'How do I optimize string searching for c++ in a for loop?

Is there anyway I can optimize this function to take less times for strings with half a million characters?

for (int i = start; i <= end; i++) {
        doc.body.push_back(html[i]);
        

        if (html[i] == '<') {
            if (html[i + 1] != '/') {
                Tag newTag;
                int start1 = html[i];
                int end1;

                for (int y = i; y <= end; y++) {
                    if (html[y] == '>') {
                        end1 = y;
                        break;
                    }
                }
                
                for (int y = start1 + 1; y <= end1; y++) {
                    if (html[y] == ' ' || html[y] == '>') {
                        break;
                    }
                    newTag.tagType.push_back(html[y]);
                }
                for (int y = start1; y <= end1; y++) {
                    newTag.openTag.push_back(html[y]);
                }
                if (newTag.tagType.find("area") != std::string::npos || newTag.tagType.find("base") != std::string::npos || newTag.tagType.find("br") != std::string::npos || newTag.tagType.find("col") != std::string::npos || newTag.tagType.find("command") != std::string::npos || newTag.tagType.find("embed") != std::string::npos || newTag.tagType.find("hr") != std::string::npos || newTag.tagType.find("img") != std::string::npos || newTag.tagType.find("input") != std::string::npos || newTag.tagType.find("keygen") != std::string::npos || newTag.tagType.find("link") != std::string::npos || newTag.tagType.find("meta") != std::string::npos || newTag.tagType.find("param") != std::string::npos || newTag.tagType.find("source") != std::string::npos || newTag.tagType.find("track") != std::string::npos || newTag.tagType.find("wbr") != std::string::npos) {
                    newTag.closeTag = "Null";
                }

                if (newTag.openTag.find("class=") != std::string::npos) {
                    int start1 = newTag.openTag.find("\"", newTag.openTag.find("class=")) + 1;
                    int end1 = newTag.openTag.find("\"", start1);

                    for (int y = start1; y < end1; y++) {
                        if (html[y] != ' ') {
                            newTag.tagClass.back().push_back(html[y]);
                        }
                        else {
                            newTag.tagClass.push_back("");
                        }
                    }
                }

                if (newTag.openTag.find("id=") != std::string::npos) {
                    int start1 = newTag.openTag.find("\"", newTag.openTag.find("id=")) + 1;
                    int end1 = newTag.openTag.find("\"", start1);

                    for (int y = start1; y < end1; y++) {
                        if (html[y] != ' ') {
                            newTag.tagID.back().push_back(html[y]);
                        }
                        else {
                            newTag.tagID.push_back("");
                        }
                    }

                }


                page.tags.push_back(newTag);
            }
            else {


                int end1;
                for (int y = i; y <= stringSize; y++) {
                    if (html[y] == '>') {
                        end1 = y;
                        break;
                    }
                }


                //gets everything within the closing tag
                std::string storeClose;
                for (int y = i; y <= end1; y++) {
                    storeClose.push_back(html[y]);
                }
                for (int y = page.tags.size() - 1; y >= 0; y--) {
                    if (storeClose.find(page.tags[y].tagType) != std::string::npos) {
                        page.tags[y].closeTag = storeClose;
                    }
                }

            }
        }
    }

I timed how long it took with the chrono library and it took 16 minutes for a string with the length of 300000 characters! This is supposed to be parsing a html document downloaded from the web and its mostly functional. For shorter pages its almost instant but as soon as I reach the higher number the time it takes its exponentially higher!

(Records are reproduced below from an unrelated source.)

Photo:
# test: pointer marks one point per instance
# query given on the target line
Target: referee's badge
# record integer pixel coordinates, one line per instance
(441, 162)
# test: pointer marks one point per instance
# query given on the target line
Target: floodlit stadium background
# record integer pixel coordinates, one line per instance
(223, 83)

c++optimization html-parsing

Solution 1:^[1]

I answered already yesterday the same question.

But first. Please compile your source code with all warnings enabled. There are tons of compiler warnings that you must resolve.

Additionally: In my opinion you have a hard bug in line int start1 = html[i];. I guess this should be int start1 = i;

Then, because you did not create a minimum reproducable example, I stubbed your code to test it.

Then I copied the HTML source from this file from stackoverflow and copied it in a local file 4 times to get a file size of 1.9MByte.

Then I let it run on my machine in below 4 seconds (including reading the 2MByte) from disk.

I used the profiler to check, where the time is burned. Several rounds.

The timed is mainly burned in string.find, string assignment and vector assignments.

The reason is not that the find-function is slow, but your excessive and unnecessary use of it.

Here you must work.

Look at the lines:

if (newTag.tagType.find("area") != std::string::npos || newTag.tagType.find("base") != std::string::npos || newTag.tagType.find("br") != std::string::npos || newTag.tagType.find("col") != std::string::npos || newTag.tagType.find("command") != std::string::npos || newTag.tagType.find("embed") != std::string::npos || newTag.tagType.find("hr") != std::string::npos || newTag.tagType.find("img") != std::string::npos || newTag.tagType.find("input") != std::string::npos || newTag.tagType.find("keygen") != std::string::npos || newTag.tagType.find("link") != std::string::npos || newTag.tagType.find("meta") != std::string::npos || newTag.tagType.find("param") != std::string::npos || newTag.tagType.find("source") != std::string::npos || newTag.tagType.find("track") != std::string::npos || newTag.tagType.find("wbr") != std::string::npos) {
                    newTag.closeTag = "Null";
                }

That is of course very inefficient.

Anyway. Study you code and refactor it. The design is important.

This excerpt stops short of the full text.